Nadie puede explicar a ciencia cierta, más allá del misticismo lógico que despierta el tema, cómo si la imperfección fue creada para andar y acompañar al hombre, inconsciente por entonces de maldades e injusticias, se filtró, en cambio, por ese animal arrastrado que rápidamente aprehendió esos atributos, si así se me permite llamarlos, que no solo no le correspondían, sino que, además, convirtió al Paraíso en el territorio devastado que hoy presenciamos. Claro que la serpiente pudo ser un vehículo para que, la mujer primero y Adán después, abrieran por completo los ojos y comenzaran a percibir y saborear la belleza y los placeres que tenían por delante.
Lo cierto es que después de degustar el fruto, Adán descubrió que Eva le gustaba más que aquella fruta pecaminosa, que cuando la veía esa cosa que le colgaba tomaba vida justo después que un extraño temblor removía y espesaba la sangre. Y ella, que experimentaba una sensación idéntica, notó que nada de lo que le ocurría en el cuerpo se le exteriorizaba, tal vez por no llevar esa cola ridícula e invertida que se erguía como una planta ante el poder del sol. Allí Eva confirmó la ventaja de la apariencia y jugó, perfeccionando, sin sospecharlo, una situación que años más tarde llamaremos seducción.
El sol no pudo verlos. Debe ser por eso que no se lo contó a Dios. Quizá Dios ya lo supiera y hasta lo haya preparado de antemano. Sería esa una buena excusa para enojarse, para enfocar contra un ser viviente todo su mal humor. Ya podía imponer su poder absoluto sobre la tierra y aplicar, según su particular y sospechable criterio, el castigo correspondiente. Él necesitaba el pretexto y ellos se lo sirvieron en bandeja.
Por la noche, sobre la dorada arena del Eufrates, la boca de Adán encontró ardiendo a la de Eva. Y esa fue la primera promesa de amor sobre la tierra. Allí descubrieron la blandura de sus lenguas. Aprendieron nuevos sabores y el poder del tacto. Supieron del dulce y sutil olor que desprende la piel del otro.

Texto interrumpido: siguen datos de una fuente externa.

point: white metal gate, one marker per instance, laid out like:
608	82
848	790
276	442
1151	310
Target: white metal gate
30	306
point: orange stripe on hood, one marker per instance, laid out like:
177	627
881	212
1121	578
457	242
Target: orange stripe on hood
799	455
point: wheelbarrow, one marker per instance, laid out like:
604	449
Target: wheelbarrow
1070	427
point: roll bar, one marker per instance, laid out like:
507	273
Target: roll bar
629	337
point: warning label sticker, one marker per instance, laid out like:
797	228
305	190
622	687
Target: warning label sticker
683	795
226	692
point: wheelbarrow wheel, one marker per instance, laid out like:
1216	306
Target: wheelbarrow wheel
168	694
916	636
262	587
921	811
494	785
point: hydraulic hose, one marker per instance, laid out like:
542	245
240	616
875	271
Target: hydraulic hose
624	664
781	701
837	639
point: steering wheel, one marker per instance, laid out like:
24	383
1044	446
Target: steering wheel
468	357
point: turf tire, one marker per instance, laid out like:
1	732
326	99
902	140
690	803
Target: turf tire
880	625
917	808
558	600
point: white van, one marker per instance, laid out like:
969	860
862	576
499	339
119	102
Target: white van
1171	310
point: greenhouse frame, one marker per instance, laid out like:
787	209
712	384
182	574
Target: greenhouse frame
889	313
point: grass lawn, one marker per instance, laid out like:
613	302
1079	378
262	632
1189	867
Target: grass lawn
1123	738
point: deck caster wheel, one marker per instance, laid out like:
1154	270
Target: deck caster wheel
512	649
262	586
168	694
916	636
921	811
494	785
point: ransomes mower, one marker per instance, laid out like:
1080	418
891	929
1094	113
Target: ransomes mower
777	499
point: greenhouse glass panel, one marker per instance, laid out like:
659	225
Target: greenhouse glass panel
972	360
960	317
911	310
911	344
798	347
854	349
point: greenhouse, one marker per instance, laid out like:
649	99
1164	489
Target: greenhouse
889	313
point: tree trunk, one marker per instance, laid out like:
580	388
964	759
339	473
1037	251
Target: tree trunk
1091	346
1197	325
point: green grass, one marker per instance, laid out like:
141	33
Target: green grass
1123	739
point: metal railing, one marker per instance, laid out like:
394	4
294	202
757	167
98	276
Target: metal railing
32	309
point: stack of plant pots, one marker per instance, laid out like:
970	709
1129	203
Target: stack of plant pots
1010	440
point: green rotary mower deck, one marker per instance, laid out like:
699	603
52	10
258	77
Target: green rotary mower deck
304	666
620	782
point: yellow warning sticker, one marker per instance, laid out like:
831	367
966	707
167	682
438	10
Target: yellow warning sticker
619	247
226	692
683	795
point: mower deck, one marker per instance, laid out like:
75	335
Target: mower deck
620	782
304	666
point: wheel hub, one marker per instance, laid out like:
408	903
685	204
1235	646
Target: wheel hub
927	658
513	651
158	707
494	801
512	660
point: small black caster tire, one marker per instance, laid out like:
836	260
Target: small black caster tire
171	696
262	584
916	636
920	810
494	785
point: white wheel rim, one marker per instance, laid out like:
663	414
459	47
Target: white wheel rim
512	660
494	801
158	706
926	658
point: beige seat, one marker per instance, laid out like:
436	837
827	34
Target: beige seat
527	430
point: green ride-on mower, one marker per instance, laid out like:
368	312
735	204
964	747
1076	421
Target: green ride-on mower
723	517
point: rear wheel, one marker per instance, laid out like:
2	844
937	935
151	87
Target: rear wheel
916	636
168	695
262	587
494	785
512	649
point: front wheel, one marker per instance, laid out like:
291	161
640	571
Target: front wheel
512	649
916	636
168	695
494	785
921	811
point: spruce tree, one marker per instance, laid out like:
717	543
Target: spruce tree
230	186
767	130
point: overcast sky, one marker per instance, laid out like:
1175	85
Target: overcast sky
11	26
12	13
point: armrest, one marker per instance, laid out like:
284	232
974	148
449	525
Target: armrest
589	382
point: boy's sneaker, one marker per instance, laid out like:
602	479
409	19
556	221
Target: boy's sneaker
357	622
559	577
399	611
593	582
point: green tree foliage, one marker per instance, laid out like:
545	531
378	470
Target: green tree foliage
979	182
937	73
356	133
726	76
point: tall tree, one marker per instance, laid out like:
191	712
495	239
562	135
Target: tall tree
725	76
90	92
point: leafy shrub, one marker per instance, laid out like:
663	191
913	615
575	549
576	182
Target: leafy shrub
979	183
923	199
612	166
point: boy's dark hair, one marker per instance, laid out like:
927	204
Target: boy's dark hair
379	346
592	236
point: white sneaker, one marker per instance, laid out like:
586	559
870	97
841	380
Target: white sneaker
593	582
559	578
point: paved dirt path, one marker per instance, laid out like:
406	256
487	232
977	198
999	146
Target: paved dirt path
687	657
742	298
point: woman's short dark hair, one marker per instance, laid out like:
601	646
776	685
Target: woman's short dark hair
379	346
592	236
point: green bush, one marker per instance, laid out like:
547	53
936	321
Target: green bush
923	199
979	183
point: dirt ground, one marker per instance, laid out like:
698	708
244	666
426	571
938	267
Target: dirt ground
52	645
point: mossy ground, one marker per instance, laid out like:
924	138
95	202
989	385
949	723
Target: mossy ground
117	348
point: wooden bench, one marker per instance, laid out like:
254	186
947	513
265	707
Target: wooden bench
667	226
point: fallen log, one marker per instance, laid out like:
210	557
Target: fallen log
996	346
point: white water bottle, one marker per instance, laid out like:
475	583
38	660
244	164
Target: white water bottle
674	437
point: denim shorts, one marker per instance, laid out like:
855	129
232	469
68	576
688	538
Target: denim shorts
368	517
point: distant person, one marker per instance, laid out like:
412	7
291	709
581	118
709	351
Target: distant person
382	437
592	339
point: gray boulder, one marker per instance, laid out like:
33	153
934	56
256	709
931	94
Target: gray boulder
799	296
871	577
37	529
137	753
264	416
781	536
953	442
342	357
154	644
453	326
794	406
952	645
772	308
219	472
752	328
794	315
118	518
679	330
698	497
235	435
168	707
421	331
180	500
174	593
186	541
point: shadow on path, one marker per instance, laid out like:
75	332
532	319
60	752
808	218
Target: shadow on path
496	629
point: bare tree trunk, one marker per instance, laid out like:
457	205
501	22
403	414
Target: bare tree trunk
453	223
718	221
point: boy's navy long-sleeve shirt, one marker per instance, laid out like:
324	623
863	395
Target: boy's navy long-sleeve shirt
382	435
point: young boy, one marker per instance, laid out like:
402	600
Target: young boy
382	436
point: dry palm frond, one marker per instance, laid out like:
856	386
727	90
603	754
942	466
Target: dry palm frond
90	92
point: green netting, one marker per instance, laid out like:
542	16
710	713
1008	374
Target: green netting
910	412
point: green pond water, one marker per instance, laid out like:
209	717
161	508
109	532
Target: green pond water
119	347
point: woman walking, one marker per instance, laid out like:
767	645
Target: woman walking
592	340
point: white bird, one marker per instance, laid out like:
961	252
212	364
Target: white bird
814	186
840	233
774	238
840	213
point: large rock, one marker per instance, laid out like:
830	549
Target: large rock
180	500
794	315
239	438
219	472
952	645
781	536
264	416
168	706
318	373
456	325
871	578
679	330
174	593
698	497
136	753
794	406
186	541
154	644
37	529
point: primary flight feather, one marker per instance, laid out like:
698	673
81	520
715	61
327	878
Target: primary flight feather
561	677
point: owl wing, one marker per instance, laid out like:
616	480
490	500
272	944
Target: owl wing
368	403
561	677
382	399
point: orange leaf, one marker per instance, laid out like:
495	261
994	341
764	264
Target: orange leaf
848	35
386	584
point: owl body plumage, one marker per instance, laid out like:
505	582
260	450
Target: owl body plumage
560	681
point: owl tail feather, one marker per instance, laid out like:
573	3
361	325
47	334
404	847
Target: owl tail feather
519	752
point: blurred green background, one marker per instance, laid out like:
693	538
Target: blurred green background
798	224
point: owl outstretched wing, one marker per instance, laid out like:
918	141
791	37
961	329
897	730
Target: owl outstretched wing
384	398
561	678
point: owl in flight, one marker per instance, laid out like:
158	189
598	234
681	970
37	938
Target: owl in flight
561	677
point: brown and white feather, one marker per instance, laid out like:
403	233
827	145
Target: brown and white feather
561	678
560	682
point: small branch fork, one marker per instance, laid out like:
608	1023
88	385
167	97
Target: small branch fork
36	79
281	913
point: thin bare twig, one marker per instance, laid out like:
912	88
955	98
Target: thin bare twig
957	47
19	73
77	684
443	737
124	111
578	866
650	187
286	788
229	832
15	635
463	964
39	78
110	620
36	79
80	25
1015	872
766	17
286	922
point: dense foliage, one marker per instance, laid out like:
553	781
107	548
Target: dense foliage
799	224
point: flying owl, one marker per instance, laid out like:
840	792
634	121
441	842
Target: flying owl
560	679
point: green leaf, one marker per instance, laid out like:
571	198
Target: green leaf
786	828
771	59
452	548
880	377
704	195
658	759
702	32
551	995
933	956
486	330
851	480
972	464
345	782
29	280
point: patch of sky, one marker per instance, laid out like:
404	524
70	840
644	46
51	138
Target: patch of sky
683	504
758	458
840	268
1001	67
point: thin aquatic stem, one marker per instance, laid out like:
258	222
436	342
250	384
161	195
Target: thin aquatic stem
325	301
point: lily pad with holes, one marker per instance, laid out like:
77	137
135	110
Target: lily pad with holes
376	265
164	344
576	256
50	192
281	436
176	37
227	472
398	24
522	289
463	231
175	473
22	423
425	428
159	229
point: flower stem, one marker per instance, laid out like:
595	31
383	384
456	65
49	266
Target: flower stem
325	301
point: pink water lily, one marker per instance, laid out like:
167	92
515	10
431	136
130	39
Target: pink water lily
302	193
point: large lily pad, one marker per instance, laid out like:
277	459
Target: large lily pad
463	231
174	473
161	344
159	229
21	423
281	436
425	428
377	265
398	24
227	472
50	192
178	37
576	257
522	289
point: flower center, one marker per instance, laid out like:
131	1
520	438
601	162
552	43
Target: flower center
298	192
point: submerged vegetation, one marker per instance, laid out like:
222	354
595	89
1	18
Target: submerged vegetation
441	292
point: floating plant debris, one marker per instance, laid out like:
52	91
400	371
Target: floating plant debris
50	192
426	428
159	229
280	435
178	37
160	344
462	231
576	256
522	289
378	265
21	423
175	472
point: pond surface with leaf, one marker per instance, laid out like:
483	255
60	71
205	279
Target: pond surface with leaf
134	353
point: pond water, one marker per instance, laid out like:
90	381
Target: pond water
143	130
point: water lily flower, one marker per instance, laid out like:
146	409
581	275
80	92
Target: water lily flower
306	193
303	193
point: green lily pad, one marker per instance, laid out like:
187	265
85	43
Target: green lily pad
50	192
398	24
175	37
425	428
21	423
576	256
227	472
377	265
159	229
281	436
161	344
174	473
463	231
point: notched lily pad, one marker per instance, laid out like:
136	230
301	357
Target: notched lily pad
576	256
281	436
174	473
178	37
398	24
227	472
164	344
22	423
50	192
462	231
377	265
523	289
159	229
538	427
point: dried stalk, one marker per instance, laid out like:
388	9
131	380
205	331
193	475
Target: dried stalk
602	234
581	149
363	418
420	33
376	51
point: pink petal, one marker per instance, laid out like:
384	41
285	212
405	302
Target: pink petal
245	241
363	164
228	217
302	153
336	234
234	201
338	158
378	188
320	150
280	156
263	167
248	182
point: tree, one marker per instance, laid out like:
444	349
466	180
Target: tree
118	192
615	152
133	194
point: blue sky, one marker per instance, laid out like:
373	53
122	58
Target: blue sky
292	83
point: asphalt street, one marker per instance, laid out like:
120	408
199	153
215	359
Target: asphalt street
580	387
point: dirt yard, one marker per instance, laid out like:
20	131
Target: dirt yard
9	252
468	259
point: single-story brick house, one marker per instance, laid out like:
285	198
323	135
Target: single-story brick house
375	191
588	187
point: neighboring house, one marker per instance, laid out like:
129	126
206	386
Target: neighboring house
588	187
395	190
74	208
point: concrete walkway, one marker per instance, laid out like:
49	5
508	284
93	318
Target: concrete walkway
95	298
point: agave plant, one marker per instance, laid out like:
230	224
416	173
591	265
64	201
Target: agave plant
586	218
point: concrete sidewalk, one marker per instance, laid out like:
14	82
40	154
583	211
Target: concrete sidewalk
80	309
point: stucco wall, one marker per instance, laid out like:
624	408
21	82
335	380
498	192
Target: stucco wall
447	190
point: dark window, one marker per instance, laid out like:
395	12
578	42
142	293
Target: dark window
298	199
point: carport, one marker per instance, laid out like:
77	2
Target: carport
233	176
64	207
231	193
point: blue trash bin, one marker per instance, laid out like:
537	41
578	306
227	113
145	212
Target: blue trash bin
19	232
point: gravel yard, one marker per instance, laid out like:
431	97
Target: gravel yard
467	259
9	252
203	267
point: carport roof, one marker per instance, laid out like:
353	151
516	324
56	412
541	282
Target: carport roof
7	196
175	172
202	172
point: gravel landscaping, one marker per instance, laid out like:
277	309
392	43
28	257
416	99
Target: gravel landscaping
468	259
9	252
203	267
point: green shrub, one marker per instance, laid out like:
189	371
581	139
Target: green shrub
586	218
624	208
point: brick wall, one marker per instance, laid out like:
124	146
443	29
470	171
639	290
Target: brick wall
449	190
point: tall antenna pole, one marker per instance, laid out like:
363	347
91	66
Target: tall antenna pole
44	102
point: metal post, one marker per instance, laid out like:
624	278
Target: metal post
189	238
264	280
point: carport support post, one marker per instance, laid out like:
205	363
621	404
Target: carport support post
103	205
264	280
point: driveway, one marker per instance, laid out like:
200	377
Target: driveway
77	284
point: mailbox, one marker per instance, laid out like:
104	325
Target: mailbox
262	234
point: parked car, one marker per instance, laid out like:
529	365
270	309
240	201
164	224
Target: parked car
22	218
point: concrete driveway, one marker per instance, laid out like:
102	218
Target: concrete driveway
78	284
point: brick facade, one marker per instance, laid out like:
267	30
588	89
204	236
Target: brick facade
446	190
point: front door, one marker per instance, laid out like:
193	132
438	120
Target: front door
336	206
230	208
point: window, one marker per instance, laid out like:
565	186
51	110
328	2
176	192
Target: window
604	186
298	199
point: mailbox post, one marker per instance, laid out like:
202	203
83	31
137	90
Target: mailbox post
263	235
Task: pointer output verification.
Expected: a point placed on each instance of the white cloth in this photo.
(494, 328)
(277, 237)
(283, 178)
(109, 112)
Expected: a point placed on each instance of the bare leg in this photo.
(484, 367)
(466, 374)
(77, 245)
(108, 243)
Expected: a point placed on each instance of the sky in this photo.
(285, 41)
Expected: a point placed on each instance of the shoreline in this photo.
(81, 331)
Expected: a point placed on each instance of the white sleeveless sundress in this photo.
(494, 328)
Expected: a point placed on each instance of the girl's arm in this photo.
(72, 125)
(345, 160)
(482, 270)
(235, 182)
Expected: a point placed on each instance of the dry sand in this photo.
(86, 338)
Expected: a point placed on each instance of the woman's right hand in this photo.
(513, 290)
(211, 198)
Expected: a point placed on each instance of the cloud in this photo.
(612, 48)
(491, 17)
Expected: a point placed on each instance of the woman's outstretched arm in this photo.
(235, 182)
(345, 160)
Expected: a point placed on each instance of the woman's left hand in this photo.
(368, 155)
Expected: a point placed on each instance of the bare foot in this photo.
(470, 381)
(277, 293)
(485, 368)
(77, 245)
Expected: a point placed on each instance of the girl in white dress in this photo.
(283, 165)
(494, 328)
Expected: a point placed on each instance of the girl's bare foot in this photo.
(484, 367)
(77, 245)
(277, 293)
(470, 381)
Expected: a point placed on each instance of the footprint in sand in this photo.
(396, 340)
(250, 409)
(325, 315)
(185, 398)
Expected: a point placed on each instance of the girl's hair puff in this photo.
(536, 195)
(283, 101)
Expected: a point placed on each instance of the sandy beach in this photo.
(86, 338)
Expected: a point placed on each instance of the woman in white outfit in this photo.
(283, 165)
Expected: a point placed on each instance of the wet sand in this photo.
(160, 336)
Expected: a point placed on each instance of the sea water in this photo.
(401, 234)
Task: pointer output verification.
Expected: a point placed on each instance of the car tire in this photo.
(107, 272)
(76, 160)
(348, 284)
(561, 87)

Se recorrieron para conocer sus curvas y lamieron las superficies contorneadas de los cuerpos. Se convulsionaron en los remolinos de la sangre que en sus corazones estallaba. De ellos partieron trozos de colores que se metían incansablemente en el otro; una y mil veces desparramaron sus jugos. Bebieron del arroyo de la vida sin importarles que también contenía el líquido de su propia muerte.
Adán descubrió que no podía vivir sin Eva y sí sin Dios; y no le importó el castigo ni el peso de la historia. Eva supo entonces que el poder que llevaba consigo era tan o más eficaz que el del mismísimo Dios, y que por ella el hombre mataría y mentiría, incluso ante el Creador.
Así, de buenas a primeras, El les puso un límite a sus vidas y los desterró al áspero territorio del norte. No dejó de sentir algo de pena por la debilidad del hombre y un poco de admiración por el dominio de la mujer. Pero por eso le regaló los dolores de su arma, por allí saldrán los frutos del pecado original y estos llegarán con dolores, desgarros y coágulos; que por allí también derramarán la sangre impura de la conciencia y la culpabilidad, mes a mes, año tras año y por lo que el mundo dure.
Cuando Dios los vio irse juntos del Paraíso, tomados de la mano, le ofreció una sonrisa al sol que ya no era idéntica a la de ellos. La obra estaba terminada, ahora sí perfecta. Partió Él también a otro lugar no muy lejano, que siglos después llamaremos Jerusalem, para preparar una muerte más importante que la que les espera a estos dos pobres desterrados que acalorados se alejan hacia un, para ellos, imprevisible futuro.